Artificial eclipses and coronagraphs

Until the invention of the coronagraph in 1930, the rare glimpses from solar eclipses were the only opportunities to observe and study the solar corona.

French astrophysicist Bernard Lyot developed the coronagraph instrument which made it possible for the first time to occult the solar disk in order to study the inner corona (creating an artificial eclipse). This is still limited by the stray-light emitted by the daylight atmosphere and only works from clean and high altitude sites such as the Pic du Midi, Sacramento Peak and Hawaii observatories.

Used with additional filtering techniques to isolate specific emission this has given interesting results. Lyot made a spectacular movie using the Pic du Midi instrument showing giant prominences, arches and ejections of coronal mass. Unfortunately he died soon after a total solar eclipse expedition in Khartoum in 1952.

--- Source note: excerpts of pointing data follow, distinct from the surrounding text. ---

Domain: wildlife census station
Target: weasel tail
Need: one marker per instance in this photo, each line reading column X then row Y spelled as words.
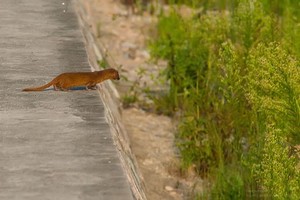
column 65, row 81
column 39, row 88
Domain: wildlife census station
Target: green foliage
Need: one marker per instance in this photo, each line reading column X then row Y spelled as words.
column 234, row 77
column 277, row 170
column 274, row 78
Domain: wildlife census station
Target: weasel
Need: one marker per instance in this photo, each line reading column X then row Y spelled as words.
column 66, row 81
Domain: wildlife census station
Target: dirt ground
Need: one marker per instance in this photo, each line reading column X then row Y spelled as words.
column 152, row 136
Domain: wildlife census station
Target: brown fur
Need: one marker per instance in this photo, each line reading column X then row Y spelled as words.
column 66, row 81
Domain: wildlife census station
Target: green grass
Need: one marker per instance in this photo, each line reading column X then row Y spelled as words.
column 234, row 77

The solar corona from space

A revolution in the study of the corona came with the space age. In early sounding rocket experiments extreme-ultraviolet (EUV) and X-ray telescopes gave a view of the Sun very different from that previously seen in visible light.

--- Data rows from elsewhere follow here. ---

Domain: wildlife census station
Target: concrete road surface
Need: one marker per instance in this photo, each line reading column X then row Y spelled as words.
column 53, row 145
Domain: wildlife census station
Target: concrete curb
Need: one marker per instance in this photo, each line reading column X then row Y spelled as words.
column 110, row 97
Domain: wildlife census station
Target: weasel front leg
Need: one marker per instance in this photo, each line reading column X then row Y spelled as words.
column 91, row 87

Figure 1. Lyman alpha UV photograph from sounding rockets (Bonnet 1979)

X-ray radiation arises from high temperature coronal plasmas, and with these telescopes the corona can be mapped over the whole solar disk, and not only above the limb as in the eclipses. The X-ray and EUV instruments on the Skylab platform provided motion pictures of the solar corona, with the discovery of coronal holes of low X-ray emission, and changes in strongly emitting active magnetic regions. Also, space coronagraphs developed for the Solar Maximum Mission launched in 1982 mapped the outer corona in visible light, extending to long time scales the previously rare coronal snapshots obtained during eclipses.

The Yohkoh Japanese X-ray satellite, launched in 1991, has obtained millions of X-ray images of the dynamic solar corona. The ultimate observations of the solar corona are now being obtained with SOHO, the Solar Heliospheric Observatory. This includes data obtained with the Extreme UV Imaging Telescope (EIT), spectro-imagers (CDS, SUMER), a UV coronagraph (UVCS) measuring intensities and flows in the corona, and a three-channel visible coronagraph in the visible (LASCO) covering an impressive range of distances from 0.2 to 30 solar radii above the limb. In addition, experiments map the surface magnetic field (MDI) and in-situ particle detectors measure the solar wind and instabilities a million kilometres before they reach the Earth. SOHO now gives us a continuous view of the solar corona.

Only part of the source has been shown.